Wow, that was rude...I'm right here. I didn't see whatever that was about the Argentine priests and don't particularly care. Things like contraception, abortion, and gay marriage are the chief issues I care about. There's not much in my life affected by the Pope, so the broad issues surrounding perpetuated bigotry at the cost of lives take precedence for me. Not all of us drink the Kool-Aid, so the bottom line is much appreciated.
As for abortion, gay marriage, and contraception, obviously whoever the new pope was would be against those.

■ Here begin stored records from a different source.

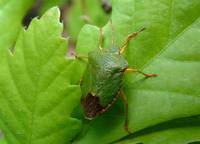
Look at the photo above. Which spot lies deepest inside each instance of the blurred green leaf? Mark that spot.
(37, 88)
(175, 132)
(169, 47)
(91, 9)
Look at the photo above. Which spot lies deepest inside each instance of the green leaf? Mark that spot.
(11, 15)
(46, 4)
(37, 86)
(169, 47)
(81, 8)
(178, 132)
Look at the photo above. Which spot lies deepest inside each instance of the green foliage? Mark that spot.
(38, 84)
(169, 47)
(37, 90)
(91, 8)
(11, 15)
(46, 4)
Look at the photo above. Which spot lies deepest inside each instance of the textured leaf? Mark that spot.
(37, 92)
(11, 15)
(46, 4)
(81, 8)
(169, 47)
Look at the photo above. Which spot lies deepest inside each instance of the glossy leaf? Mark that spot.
(37, 89)
(89, 9)
(169, 47)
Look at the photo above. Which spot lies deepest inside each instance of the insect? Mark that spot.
(101, 84)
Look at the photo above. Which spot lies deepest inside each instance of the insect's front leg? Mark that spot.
(126, 111)
(138, 71)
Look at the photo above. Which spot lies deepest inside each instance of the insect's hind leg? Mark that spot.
(138, 71)
(129, 37)
(126, 111)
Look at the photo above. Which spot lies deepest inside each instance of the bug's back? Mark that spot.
(102, 80)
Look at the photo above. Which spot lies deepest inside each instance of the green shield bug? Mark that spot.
(101, 84)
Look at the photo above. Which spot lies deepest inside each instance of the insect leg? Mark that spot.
(85, 17)
(138, 71)
(81, 57)
(112, 30)
(101, 39)
(110, 104)
(129, 37)
(126, 111)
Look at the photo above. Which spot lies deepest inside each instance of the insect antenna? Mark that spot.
(129, 37)
(112, 31)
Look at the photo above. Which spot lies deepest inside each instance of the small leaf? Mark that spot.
(37, 89)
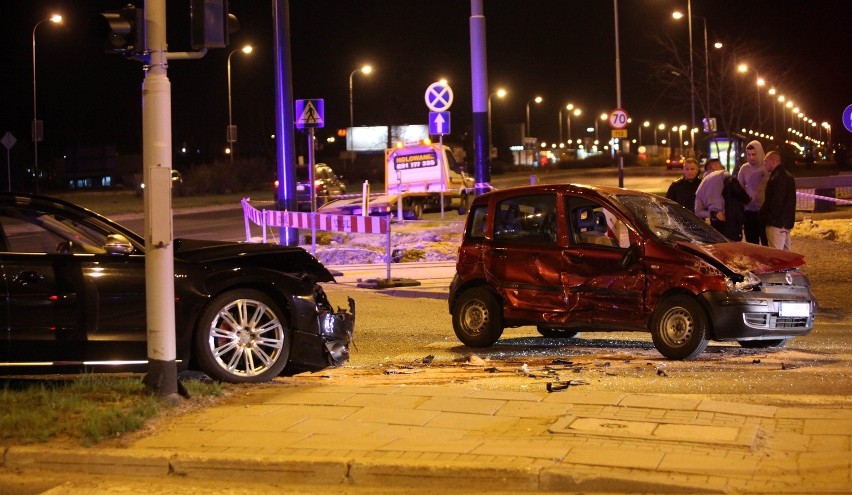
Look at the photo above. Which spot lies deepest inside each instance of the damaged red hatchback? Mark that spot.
(567, 258)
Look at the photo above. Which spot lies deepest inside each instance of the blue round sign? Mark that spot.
(847, 118)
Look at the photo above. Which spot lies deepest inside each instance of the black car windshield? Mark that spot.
(669, 221)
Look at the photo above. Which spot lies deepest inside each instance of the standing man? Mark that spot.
(753, 177)
(709, 202)
(779, 206)
(683, 189)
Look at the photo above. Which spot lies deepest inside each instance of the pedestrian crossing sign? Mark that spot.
(310, 113)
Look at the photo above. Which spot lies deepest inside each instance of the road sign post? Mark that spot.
(618, 120)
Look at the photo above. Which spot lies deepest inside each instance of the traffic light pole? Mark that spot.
(159, 248)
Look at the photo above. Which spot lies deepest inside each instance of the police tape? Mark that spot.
(824, 198)
(303, 220)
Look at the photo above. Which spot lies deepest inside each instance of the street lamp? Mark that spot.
(772, 93)
(365, 70)
(577, 112)
(231, 132)
(759, 82)
(537, 99)
(37, 129)
(679, 15)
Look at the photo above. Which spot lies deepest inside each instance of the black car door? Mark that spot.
(68, 300)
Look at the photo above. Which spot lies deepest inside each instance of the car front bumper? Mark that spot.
(760, 316)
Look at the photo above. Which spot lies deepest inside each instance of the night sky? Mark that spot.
(562, 50)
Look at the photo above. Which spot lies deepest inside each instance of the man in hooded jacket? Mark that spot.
(753, 176)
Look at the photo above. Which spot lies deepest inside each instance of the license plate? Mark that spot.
(795, 309)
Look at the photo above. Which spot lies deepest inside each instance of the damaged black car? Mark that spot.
(73, 286)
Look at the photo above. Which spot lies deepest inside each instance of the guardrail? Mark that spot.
(315, 221)
(823, 193)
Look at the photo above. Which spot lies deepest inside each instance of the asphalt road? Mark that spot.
(227, 223)
(397, 334)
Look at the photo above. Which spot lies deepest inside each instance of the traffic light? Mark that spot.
(211, 24)
(123, 31)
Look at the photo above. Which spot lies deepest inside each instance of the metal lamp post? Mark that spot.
(231, 132)
(365, 70)
(37, 129)
(537, 99)
(577, 112)
(501, 93)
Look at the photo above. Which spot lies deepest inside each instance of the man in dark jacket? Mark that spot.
(736, 198)
(779, 207)
(683, 189)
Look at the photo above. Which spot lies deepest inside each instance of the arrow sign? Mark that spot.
(439, 97)
(439, 123)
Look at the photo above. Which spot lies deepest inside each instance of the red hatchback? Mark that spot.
(567, 258)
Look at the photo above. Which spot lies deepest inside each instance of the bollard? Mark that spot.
(365, 198)
(821, 205)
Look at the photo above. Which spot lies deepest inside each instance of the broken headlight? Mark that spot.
(748, 282)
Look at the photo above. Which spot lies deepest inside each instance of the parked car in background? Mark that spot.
(74, 299)
(327, 185)
(568, 258)
(674, 161)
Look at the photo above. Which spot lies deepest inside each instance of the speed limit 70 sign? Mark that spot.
(618, 119)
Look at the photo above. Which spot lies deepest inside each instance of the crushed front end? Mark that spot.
(322, 335)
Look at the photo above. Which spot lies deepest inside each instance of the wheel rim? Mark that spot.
(677, 327)
(246, 337)
(475, 317)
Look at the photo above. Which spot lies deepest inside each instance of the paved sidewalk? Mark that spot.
(448, 438)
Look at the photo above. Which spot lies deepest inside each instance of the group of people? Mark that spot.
(758, 200)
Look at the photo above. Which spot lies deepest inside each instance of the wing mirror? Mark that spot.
(118, 244)
(630, 257)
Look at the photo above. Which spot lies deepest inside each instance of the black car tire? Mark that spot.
(557, 333)
(679, 328)
(242, 337)
(476, 318)
(464, 204)
(762, 344)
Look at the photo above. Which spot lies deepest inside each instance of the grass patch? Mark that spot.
(86, 410)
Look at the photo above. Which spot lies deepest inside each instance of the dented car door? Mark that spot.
(597, 285)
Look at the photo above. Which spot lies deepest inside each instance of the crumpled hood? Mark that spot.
(287, 259)
(743, 256)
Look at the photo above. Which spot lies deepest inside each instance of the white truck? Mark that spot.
(418, 177)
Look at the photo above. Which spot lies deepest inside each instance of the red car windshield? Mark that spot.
(669, 221)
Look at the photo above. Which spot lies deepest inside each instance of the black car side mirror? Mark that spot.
(118, 244)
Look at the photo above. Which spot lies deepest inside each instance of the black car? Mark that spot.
(73, 285)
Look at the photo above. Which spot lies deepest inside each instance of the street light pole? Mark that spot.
(537, 99)
(37, 129)
(231, 132)
(500, 94)
(366, 70)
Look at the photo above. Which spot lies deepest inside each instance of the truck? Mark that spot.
(419, 177)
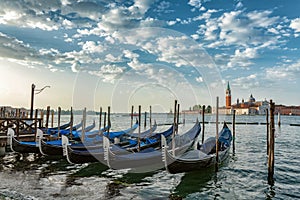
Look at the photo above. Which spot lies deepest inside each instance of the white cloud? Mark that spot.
(287, 71)
(249, 82)
(93, 47)
(295, 24)
(199, 79)
(241, 58)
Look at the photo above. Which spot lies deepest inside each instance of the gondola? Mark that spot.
(23, 147)
(91, 153)
(149, 159)
(202, 157)
(92, 140)
(28, 146)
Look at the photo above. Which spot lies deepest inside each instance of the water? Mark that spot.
(243, 176)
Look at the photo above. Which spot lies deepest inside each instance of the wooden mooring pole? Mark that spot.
(139, 138)
(203, 123)
(145, 121)
(217, 135)
(150, 118)
(177, 118)
(32, 100)
(267, 123)
(108, 121)
(71, 125)
(52, 118)
(272, 145)
(131, 117)
(174, 128)
(100, 118)
(58, 121)
(233, 132)
(47, 117)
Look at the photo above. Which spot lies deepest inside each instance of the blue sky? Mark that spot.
(123, 53)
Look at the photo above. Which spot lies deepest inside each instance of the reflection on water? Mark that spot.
(244, 176)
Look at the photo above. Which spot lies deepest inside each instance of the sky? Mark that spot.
(121, 53)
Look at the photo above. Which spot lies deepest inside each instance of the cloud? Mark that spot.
(295, 24)
(199, 79)
(249, 82)
(287, 71)
(108, 72)
(241, 58)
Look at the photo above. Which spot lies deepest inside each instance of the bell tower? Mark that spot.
(228, 96)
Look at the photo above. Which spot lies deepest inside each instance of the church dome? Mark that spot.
(251, 99)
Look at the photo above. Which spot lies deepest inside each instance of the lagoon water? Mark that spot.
(243, 176)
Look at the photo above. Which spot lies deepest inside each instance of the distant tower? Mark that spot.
(228, 96)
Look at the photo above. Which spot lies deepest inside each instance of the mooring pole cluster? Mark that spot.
(271, 143)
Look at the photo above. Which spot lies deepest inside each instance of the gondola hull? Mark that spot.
(201, 158)
(180, 165)
(149, 159)
(24, 147)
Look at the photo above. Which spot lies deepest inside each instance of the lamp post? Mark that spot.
(32, 96)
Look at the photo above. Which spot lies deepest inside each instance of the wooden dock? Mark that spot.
(24, 128)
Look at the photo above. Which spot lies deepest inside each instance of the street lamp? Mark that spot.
(37, 91)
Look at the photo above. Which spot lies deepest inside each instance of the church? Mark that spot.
(250, 107)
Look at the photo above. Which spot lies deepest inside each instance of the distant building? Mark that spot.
(287, 110)
(250, 107)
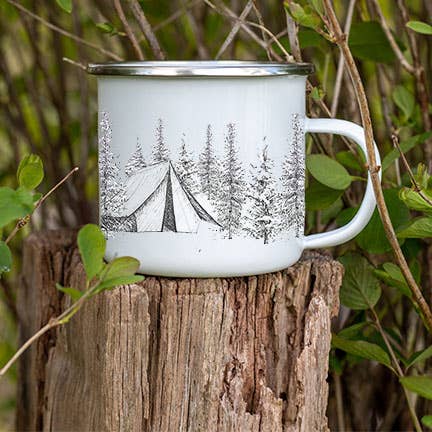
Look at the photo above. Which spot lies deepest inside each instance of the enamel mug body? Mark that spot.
(202, 166)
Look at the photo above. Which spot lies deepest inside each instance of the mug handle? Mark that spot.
(362, 217)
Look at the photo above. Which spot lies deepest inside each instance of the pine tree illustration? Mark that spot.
(232, 186)
(160, 151)
(292, 210)
(136, 161)
(112, 191)
(262, 218)
(186, 168)
(208, 168)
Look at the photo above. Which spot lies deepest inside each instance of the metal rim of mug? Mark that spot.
(211, 68)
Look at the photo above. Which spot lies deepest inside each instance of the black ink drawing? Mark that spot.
(262, 216)
(208, 168)
(213, 194)
(112, 191)
(157, 200)
(232, 186)
(136, 161)
(292, 206)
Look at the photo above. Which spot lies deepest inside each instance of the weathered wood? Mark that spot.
(235, 354)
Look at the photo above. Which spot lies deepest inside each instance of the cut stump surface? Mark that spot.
(236, 354)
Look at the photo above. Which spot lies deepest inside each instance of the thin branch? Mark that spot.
(263, 33)
(225, 11)
(398, 370)
(292, 29)
(417, 188)
(52, 323)
(146, 29)
(338, 36)
(399, 54)
(176, 15)
(420, 78)
(128, 29)
(75, 63)
(235, 29)
(341, 63)
(64, 32)
(203, 51)
(24, 221)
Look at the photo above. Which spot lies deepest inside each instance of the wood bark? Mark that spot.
(236, 354)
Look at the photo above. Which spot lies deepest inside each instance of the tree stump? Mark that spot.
(236, 354)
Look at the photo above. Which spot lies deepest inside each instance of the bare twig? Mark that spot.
(52, 323)
(263, 33)
(338, 37)
(386, 113)
(225, 11)
(420, 79)
(292, 29)
(197, 30)
(24, 221)
(341, 62)
(399, 54)
(417, 188)
(128, 29)
(398, 369)
(75, 63)
(176, 15)
(236, 27)
(64, 32)
(146, 29)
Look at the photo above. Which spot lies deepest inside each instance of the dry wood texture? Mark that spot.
(235, 354)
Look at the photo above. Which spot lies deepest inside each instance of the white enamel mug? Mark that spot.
(201, 166)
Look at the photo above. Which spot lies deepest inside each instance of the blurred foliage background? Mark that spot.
(48, 106)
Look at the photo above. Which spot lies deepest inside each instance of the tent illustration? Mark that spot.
(156, 200)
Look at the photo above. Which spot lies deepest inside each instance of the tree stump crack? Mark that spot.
(240, 354)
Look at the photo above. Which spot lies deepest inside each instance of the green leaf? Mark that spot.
(368, 41)
(310, 38)
(108, 28)
(360, 289)
(318, 6)
(420, 27)
(362, 349)
(73, 293)
(328, 171)
(30, 172)
(404, 100)
(320, 197)
(414, 201)
(304, 16)
(347, 159)
(91, 244)
(422, 385)
(14, 204)
(331, 212)
(427, 421)
(354, 331)
(373, 239)
(405, 146)
(5, 258)
(418, 228)
(66, 5)
(392, 276)
(117, 281)
(419, 356)
(123, 266)
(317, 93)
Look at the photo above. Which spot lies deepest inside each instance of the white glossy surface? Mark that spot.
(362, 217)
(180, 255)
(262, 106)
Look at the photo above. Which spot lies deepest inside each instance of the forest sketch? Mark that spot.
(213, 193)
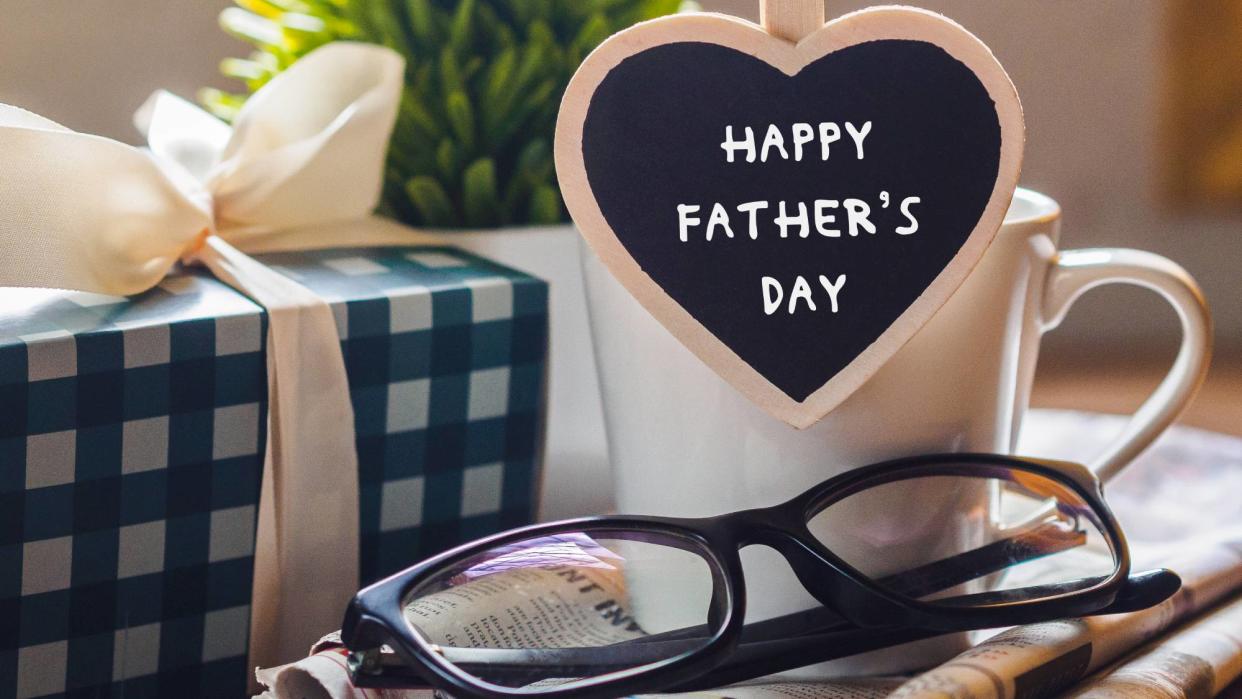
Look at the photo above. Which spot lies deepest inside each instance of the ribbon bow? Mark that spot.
(301, 168)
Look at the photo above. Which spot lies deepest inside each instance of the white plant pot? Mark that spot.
(575, 477)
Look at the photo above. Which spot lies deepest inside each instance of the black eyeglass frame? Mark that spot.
(375, 615)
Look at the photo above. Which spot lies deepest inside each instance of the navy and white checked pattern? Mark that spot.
(131, 455)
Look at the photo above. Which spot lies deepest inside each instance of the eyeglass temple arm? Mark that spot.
(1030, 544)
(754, 659)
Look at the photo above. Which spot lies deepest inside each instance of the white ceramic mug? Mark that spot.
(683, 442)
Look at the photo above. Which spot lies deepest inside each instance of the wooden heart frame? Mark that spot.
(887, 22)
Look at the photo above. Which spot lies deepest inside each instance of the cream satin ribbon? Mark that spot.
(302, 168)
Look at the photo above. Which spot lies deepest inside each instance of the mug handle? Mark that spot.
(1073, 272)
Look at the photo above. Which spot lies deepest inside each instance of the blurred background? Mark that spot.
(1134, 124)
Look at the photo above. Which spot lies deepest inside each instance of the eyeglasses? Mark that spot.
(894, 551)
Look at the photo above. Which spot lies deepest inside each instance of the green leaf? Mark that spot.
(478, 194)
(544, 205)
(431, 201)
(458, 32)
(422, 25)
(461, 118)
(448, 160)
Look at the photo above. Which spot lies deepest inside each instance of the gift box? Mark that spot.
(132, 440)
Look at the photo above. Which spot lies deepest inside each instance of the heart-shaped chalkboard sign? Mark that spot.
(791, 212)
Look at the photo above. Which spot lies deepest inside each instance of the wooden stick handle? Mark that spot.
(790, 19)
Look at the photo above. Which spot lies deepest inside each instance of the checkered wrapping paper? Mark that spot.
(131, 455)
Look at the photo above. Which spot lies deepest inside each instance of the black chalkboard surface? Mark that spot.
(791, 214)
(652, 140)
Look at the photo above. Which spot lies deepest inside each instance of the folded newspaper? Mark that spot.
(1180, 509)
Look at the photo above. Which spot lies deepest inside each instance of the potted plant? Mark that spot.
(471, 155)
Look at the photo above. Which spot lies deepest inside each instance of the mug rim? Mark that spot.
(1045, 209)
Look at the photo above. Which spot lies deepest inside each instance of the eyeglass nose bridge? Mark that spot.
(825, 576)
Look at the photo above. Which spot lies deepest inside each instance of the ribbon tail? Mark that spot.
(306, 553)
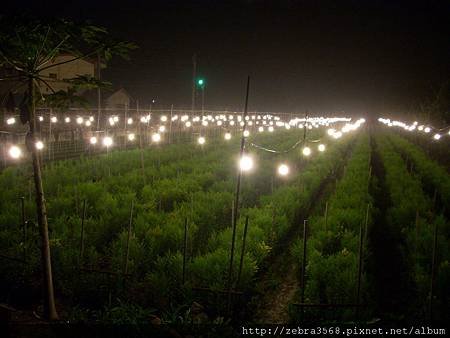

The contraception ban will almost certainly fall in the next 30 years or so, but it won't be on a pope's first day, and it will probably be from a pope who had previously fallen in line on the issue.
Gay marriage will probably never come, but I would expect to see Episcopal-style gay blessings by the time we have a pope born in the 1980s or so. Regardless, we all knew what the new pope would think.
And the Church will probably oppose abortion 500 years from now, so it's not worth even wondering what any potential pope would think about it.
As a non-Catholic, could you help me out here? Why do you believe the hierarchy is moving slowly towards SSM and contraception, but not abortion?
Because lots of other similar-style Christians (Episcopals, Lutherans, etc.) have come around on contraception and are starting to move toward some kind of gay recognition. None of them are changing their minds on abortion any time soon, though.
Maybe not in the US, but Lutheran churches in Europe are not anti-abortion (they dont have an official policy on the matter) and they form the majority of Lutherans. Mainline protestant churches having an official church policy on (almost) every sex related issue is mostly an American thing.